I use a similar methodology to determine whether language generated by LLMs is more akin to terms commonly associated with Democratic or Republican members of the U.S. Congress in their congressional remarks. To do that, I derive two sets of 1,000 two-word terms each (i.e., bigrams) with high partisan contrast (highly used by representatives from one party and comparatively less used by representatives from the other party in U.S. congressional remarks). (See the Methodological Appendix for details.) Figure 1 shows the results of that analysis by displaying terms highly used by members of Congress from each party in relation to their counterparts from the other party. As the figure makes clear, Democratic members disproportionately refer in their remarks to affordable care, gun violence, African Americans, domestic violence, minimum wage, and voting rights; Republicans disproportionately emphasize balanced budgets, the southern border, illegal immigrants, religious freedom, job creators, tax increases, government spending, and national defense.

I then asked the studied LLMs to generate thousands of policy recommendations about a variety of topics, including but not limited to Social Security, Medicare and Medicaid, criminal-justice reform, voting rights, immigration, states’ rights, and Second Amendment rights. I also prompted the target LLMs to generate commentary about politically aligned public figures (U.S. presidents, senators, governors, Supreme Court justices, journalists, and political leaders of Western countries). I then measured the difference in the usage of the two sets of partisan bigrams between the LLM-generated text snippets and Republican/Democratic usage of the same terms. Figure 2 displays the difference in Jensen-Shannon Divergence (JSD) between the distribution of partisan-term frequencies in LLM-generated text and the distribution of those terms in U.S. congressional remarks by Republicans and Democrats, respectively. Basically, negative values on the x-axis indicate a closer alignment between LLM outputs and language patterns used by Democratic legislators, while positive values indicate a closer alignment between LLM outputs and language patterns used by Republican legislators.

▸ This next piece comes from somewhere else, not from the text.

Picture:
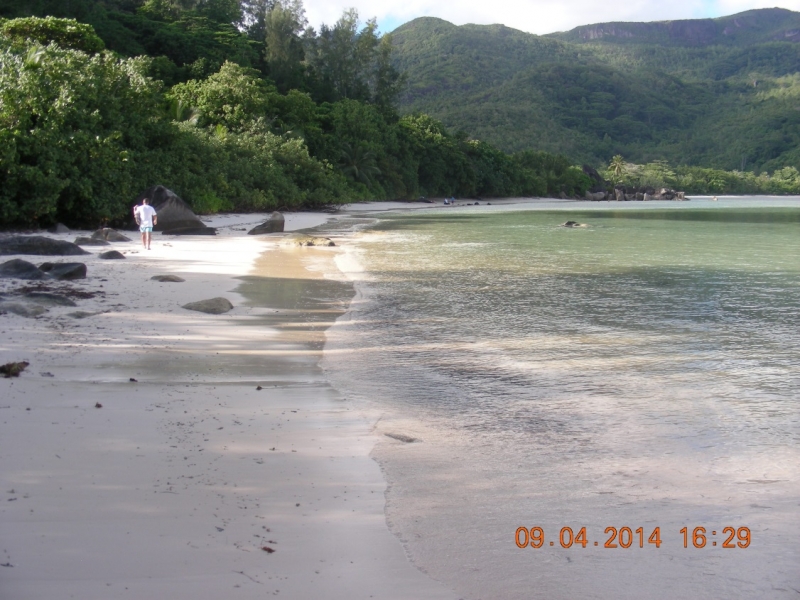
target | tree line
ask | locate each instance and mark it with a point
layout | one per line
(235, 105)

All public-facing conversational LLMs analyzed here generate textual output closer in similarity to congressional remarks from Democratic legislators. Base LLMs show the same directionality as conversational models, but the skew is much milder. Ideologically aligned LLMs (LeftwingGPT and RightwingGPT) exhibit predictable patterns: LeftwingGPT uses significantly more Democratic bigrams, while RightwingGPT uses more Republican bigrams, though only slightly.

Notably, the asymmetry in partisan-term usage is more marked for LeftwingGPT than it is for RightwingGPT. Perhaps LeftwingGPT is simply more ideologically skewed, but it is also possible that Republican members of Congress simply use more uncommon language than their Democratic counterparts. That is, terms emphasized by Democrats—such as affordable care, gun violence, African Americans, domestic violence, health insurance, or unemployment benefits—might simply be more prevalent in everyday language than common Republican terms such as balanced budget, southern border, fiscal year, tax increases, government spending, or marine corps. Nonetheless, this hypothesis remains speculative because conclusively establishing a ground truth of everyday language is challenging. Hence, more work is needed to explain this asymmetry.

Figure 3 provides an alternative visualization of the higher frequency of partisan Democratic terms than Republican terms in conversational LLM-generated text. For different ranges of relative frequencies of partisan bigrams in conversational LLM outputs, partisan Democratic terms from the Congressional Record are more frequent than partisan Republican terms.

To ensure the validity of this approach for measuring political bias in AIs, I carry out an additional analysis of 1 million news articles from 48 news-media outlets, from 2017 to 2023, with outlets categorized by media bias ratings from AllSides as left, lean left, center, lean right, or right.[12] The analysis revealed a strong correlation (Pearson’s r = 0.80) between the frequency of partisan Democratic/Republican term usage by each outlet and the AllSides ratings of outlets’ political bias, confirming the validity of quantifying differences in partisan-term usage in a corpus of text as a proxy for assessing political bias in said corpus. Further details about this validation process are provided in the Appendix.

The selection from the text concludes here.